Garg Rajeev, Singh Avneet, Chockalingam Anand
Department of Internal Medicine, Division of Cardiology, University of Missouri-Columbia, Columbia, MO, USA.
Congest Heart Fail. 2009 Jul-Aug;15(4):199-201. doi: 10.1111/j.1751-7133.2008.00032.x.

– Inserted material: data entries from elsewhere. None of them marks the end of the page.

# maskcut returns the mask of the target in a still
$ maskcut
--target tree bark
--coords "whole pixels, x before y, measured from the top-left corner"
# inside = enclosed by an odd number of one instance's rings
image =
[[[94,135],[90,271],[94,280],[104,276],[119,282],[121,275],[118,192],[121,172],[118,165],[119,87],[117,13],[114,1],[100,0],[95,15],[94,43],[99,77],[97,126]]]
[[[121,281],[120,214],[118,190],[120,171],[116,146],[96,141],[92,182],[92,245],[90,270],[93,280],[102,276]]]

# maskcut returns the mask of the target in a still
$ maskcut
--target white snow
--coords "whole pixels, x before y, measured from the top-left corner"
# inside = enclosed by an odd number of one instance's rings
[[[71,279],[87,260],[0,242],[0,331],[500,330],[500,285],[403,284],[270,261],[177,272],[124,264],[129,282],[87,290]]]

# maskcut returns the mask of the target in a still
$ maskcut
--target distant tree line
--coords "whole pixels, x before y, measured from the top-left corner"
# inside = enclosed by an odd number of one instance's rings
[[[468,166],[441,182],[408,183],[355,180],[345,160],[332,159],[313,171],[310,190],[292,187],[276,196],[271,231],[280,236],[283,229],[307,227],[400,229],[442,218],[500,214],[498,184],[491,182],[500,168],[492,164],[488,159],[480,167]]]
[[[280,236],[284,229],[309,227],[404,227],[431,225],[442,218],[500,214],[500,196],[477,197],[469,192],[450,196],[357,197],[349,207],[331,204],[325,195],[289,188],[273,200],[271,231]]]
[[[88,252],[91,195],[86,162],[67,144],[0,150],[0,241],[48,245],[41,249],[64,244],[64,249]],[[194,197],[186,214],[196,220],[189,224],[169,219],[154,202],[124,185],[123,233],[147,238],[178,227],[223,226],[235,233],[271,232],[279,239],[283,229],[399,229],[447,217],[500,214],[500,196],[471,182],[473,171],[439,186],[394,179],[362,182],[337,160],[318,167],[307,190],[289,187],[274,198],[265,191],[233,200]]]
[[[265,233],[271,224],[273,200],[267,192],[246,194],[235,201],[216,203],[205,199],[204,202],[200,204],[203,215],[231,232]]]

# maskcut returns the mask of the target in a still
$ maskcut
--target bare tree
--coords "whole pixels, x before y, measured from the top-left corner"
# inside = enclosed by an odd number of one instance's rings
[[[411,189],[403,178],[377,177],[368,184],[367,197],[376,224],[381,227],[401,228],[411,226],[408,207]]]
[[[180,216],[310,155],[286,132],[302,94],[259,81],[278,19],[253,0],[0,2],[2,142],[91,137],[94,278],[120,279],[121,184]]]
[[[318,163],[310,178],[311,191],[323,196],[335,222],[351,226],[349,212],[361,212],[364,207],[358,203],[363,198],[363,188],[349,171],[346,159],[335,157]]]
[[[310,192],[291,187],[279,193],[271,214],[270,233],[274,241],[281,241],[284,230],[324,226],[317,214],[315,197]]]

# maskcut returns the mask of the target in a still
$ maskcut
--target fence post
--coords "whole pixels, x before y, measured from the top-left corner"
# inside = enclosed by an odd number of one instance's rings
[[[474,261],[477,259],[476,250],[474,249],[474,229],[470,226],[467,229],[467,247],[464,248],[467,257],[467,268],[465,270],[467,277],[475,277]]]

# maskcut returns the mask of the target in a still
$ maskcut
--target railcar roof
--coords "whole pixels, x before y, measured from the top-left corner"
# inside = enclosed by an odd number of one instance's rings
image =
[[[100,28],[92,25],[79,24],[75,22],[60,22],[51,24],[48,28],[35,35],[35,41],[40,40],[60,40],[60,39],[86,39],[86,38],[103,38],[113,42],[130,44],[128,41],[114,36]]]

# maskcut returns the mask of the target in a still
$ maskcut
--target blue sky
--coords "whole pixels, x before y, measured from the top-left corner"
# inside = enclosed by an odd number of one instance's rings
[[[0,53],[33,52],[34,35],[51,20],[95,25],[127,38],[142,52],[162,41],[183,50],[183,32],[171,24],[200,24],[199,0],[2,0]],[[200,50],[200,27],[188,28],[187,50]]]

Effusive constrictive pericarditis (ECP) is a relatively infrequent pericardial condition. The diagnosis is typically made when symptoms and right heart pressure elevation persist despite drainage of pericardial effusion. Visceral and parietal pericardial stripping is an extensive procedure with significant morbidity and mortality but is widely considered the only effective treatment. Recent studies suggest that up to 10% of constriction may be reversible, and a newer series has reported spontaneous complete resolution of symptoms in a subset of ECP patients. In this review, the authors describe 2 patients with ECP who were managed successfully with steroids and colchicine, respectively, thus obviating the need for surgery. The authors also review the current understanding of this reversible pericardial pathology and explore the possible role for colchicine in treating this condition.
渗出性缩窄性心包炎(ECP)是一种相对罕见的心包疾病。通常在心包积液引流后症状和右心压力升高仍持续存在时作出诊断。脏层和壁层心包剥脱术是一种广泛开展的手术,具有较高的发病率和死亡率,但被广泛认为是唯一有效的治疗方法。最近的研究表明,高达10%的缩窄可能是可逆的,并且一个更新的系列报道了一部分ECP患者症状自发完全缓解。在这篇综述中,作者描述了2例分别成功使用类固醇和秋水仙碱治疗的ECP患者,从而避免了手术的需要。作者还回顾了目前对这种可逆性心包病理的认识,并探讨了秋水仙碱在治疗这种疾病中的可能作用。